- Country of origin: Norway
- Original language: Norwegian
- No. of episodes: 1

Production
- Running time: 58 minutes

Original release
- Network: NRK
- Release: 26 April 2011

= A Town Betrayed =

A Town Betrayed (Byen som kunne ofres, Grad koji se mogao žrtvovati, Izdani grad) is a 2010 Norwegian documentary about the prelude of the Srebrenica massacre (1995), written and directed by journalists Ola Flyum and David Hebditch and produced by Fenris Films, NRK, among others. It was shown on NRK's Brennpunkt on 26 April 2011 and SVT on 28 August 2011.

The film was described by director Ola Flyum in an April 26, 2011 Dagsavisen interview as follows:

Many consider Srebrenica to be a new Holocaust in Europe, where 8000 were executed. In reality, it was a part of the exhaustive hostilities. We show how Mladic operates as a general seeking to take control of a region. The city is evacuated, roughly 15,000 men have fled, en route to Muslim lines through Serbian regions. None know how many were armed. For us, it appears to have been an extremely chaotic situation, not a planned ethnic cleansing.
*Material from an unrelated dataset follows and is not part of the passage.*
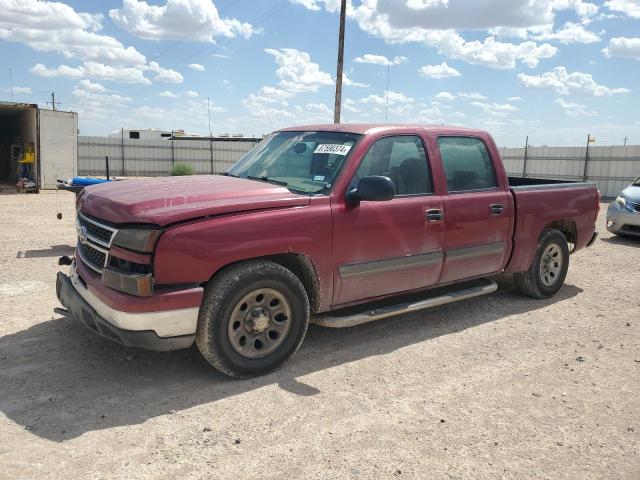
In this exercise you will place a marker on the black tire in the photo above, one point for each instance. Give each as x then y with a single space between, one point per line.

The documentary has received significant criticism from journalist associations, the Norwegian Helsinki Committee, and the foreign minister of Bosnia-Hercegovina. The Norwegian Helsinki Committee filed a complaint with the Norwegian Press Complaints Commission (PFU). NRK and Fenris Film received criticism after the PFU handled the case at a meeting in Lillehammer on October 20, 2011, and found that the film violated point 3.2 of the Ethical Code of Practice for the Norwegian Press regarding citing sources. The PFU concluded that:
In the opinion of the committee, the film overlooks or downplays some basic facts regarding the retelling of the story in Bosnia. In particular, the committee finds it journalistically unacceptable that the program does not mention the sentencing of the war crime hearings at The Hague, the ICJ, and the ICTY. Court proceedings have, after a review of the comprehensive evidence, maintained that there existed a plan to cleanse the country for non-Serbs, a plan that, according to the judgments, culminated in the massacre at Srebrenica, perhaps one of the best documented genocides in history, with more than 8000 killed. Several controversial sources can be found win the program, without their claims being weighed against conclusions from the trial proceedings that these sources in practice argue against.